Aun el muchacho es conocido por sus hechos, si su conducta fuere limpia y recta. (Proverbios 20:11)
Hace algún tiempo leí la curiosa historia de un pobre niño, cojo, que se dirigía a la estación con toda la velocidad que le permitían sus muletas y el cesto que llevaba lleno de fruta y algunos caramelos. Con las prisas y los empujones, alguien le dio un golpe, y allí se fue por el suelo el cesto y su contenido. El hombre que había sido causa del accidente —un apresurado viajero— solo se detuvo el momento preciso para increpar al pobre inválido por haberse cruzado en su camino. Otro caballero, sin embargo, se acercó y compadecido del muchacho, recogió todo lo que estaba en el suelo, y colocándolo de nuevo en el cesto, y añadió además un poco de dinero, al tiempo que decía:
—Lo siento, hijito, es todo cuanto puedo hacer por ti.
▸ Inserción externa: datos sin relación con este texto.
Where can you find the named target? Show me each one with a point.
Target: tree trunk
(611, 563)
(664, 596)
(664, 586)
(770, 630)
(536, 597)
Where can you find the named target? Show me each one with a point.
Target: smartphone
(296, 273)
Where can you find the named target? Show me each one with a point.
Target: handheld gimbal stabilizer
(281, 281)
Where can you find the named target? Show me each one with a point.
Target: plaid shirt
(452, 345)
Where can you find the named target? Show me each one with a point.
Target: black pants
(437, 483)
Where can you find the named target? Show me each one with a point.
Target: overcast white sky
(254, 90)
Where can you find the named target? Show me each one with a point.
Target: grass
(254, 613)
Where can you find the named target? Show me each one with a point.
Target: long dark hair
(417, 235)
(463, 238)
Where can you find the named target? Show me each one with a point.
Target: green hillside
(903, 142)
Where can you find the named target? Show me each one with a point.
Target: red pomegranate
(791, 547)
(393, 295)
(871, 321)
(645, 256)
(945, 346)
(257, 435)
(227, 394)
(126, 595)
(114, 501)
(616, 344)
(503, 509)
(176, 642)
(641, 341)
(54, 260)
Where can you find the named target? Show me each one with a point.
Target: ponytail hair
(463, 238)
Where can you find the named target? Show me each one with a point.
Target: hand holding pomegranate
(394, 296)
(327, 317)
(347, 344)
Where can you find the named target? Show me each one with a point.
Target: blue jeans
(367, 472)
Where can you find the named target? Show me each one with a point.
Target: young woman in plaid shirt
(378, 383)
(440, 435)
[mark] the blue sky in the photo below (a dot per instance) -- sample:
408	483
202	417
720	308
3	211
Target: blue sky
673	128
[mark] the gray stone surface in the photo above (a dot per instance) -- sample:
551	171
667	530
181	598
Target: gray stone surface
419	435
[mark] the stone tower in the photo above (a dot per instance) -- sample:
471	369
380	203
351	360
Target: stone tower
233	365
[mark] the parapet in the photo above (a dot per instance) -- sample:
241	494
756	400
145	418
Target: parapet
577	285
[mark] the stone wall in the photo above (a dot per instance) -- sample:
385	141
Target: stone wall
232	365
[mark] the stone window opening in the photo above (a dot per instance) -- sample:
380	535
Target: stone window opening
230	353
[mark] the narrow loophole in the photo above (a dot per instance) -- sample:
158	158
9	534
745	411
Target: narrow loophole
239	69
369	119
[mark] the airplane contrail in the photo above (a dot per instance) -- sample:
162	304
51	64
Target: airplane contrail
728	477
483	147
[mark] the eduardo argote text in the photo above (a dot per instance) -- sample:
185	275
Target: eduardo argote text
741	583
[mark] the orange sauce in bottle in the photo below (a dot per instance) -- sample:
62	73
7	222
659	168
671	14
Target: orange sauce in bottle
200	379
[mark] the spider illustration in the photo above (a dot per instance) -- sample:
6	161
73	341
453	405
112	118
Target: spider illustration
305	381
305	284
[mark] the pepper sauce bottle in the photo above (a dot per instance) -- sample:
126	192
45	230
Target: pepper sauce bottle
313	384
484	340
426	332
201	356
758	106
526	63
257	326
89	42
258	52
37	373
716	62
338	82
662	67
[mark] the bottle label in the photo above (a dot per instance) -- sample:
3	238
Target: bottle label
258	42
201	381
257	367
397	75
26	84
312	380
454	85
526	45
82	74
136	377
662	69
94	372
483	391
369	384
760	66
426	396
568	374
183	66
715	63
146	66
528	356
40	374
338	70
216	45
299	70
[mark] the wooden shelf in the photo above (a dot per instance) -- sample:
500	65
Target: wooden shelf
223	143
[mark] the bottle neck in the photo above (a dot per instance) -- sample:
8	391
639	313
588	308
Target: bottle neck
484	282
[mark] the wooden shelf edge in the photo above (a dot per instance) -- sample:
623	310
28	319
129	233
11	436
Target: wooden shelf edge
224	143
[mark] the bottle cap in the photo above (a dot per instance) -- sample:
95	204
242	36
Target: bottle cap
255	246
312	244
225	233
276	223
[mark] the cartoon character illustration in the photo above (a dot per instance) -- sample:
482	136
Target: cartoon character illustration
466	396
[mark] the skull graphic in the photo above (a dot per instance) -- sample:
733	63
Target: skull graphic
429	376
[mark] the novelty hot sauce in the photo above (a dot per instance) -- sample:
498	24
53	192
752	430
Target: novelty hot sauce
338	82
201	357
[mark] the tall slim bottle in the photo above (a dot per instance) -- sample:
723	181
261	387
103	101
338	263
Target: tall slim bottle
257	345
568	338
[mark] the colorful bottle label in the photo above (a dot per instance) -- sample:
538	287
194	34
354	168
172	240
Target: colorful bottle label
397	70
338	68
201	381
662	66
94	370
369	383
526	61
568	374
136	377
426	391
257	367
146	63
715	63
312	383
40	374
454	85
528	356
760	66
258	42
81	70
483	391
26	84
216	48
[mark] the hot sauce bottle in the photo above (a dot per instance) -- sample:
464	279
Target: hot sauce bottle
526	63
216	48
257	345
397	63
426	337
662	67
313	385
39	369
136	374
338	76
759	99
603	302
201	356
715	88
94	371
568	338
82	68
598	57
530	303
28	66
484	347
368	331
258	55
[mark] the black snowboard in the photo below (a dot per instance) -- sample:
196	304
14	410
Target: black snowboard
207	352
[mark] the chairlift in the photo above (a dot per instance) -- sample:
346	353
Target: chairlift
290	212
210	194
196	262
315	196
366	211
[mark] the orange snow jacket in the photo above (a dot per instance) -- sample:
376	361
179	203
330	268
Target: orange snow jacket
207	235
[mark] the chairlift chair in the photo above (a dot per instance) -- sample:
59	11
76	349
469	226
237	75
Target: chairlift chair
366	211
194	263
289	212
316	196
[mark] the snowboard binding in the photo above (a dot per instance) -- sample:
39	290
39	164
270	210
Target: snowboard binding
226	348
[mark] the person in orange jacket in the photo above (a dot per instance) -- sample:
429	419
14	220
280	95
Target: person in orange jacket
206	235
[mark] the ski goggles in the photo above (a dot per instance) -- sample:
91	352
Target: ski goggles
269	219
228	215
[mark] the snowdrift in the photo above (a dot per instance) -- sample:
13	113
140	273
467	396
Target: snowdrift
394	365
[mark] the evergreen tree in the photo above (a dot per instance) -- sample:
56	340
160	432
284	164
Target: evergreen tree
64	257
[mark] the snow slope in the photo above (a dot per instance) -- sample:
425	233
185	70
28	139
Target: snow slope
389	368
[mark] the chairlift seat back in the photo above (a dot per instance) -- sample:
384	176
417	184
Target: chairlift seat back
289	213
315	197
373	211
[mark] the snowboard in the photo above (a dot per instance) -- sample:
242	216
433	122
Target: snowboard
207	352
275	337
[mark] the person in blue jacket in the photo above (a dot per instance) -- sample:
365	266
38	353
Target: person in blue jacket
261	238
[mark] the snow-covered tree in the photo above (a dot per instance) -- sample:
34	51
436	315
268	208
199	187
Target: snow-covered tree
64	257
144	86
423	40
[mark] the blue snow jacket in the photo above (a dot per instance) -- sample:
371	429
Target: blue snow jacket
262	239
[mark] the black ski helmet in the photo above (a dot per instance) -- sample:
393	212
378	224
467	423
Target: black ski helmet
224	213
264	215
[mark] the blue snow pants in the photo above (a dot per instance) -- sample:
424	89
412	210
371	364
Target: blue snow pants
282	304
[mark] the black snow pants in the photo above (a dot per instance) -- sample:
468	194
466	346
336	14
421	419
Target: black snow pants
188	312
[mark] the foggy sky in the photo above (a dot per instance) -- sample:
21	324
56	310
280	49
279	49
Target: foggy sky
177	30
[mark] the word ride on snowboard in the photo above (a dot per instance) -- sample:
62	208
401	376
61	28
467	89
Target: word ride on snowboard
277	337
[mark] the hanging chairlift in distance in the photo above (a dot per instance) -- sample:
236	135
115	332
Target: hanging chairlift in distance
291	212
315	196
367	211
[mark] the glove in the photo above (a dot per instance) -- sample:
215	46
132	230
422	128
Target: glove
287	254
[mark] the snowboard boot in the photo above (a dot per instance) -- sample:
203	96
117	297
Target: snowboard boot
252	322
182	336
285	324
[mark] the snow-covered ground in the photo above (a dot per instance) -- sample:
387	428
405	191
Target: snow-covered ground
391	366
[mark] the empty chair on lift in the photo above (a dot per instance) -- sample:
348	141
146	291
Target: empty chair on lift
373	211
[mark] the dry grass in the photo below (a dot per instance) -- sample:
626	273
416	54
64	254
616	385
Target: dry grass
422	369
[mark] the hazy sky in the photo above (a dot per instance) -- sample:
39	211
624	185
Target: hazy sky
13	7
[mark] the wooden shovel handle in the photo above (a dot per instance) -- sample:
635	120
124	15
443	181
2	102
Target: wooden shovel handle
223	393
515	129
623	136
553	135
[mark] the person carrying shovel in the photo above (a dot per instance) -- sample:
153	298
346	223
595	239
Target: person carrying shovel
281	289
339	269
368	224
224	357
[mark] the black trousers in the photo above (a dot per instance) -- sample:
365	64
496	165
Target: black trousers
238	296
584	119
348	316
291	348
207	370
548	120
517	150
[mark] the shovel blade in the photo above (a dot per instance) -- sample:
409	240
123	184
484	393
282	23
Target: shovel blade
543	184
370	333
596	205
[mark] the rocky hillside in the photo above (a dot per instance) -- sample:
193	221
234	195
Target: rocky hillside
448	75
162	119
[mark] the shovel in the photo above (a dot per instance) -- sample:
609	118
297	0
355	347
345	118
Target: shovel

El muchacho le miró lleno de gratitud, y con voz que traslucía su candor, preguntó:
—Perdone, Señor, ¿es usted Jesús?
El niño hacía poco que asistía a una escuela dominical, donde había oído hablar por primera vez de los hechos y carácter de Jesucristo.
Existen muchas personas que se dedican a imitar a otros, especialmente en la televisión siempre hay un imitador que es famoso. Pero para poder hacerlo, estas personas necesitan pasar tiempo analizando a quién van a imitar, para ello deben actuar de la misma manera, hablar como ellos, usar sus expresiones, muletillas, inflexiones de la voz, etc.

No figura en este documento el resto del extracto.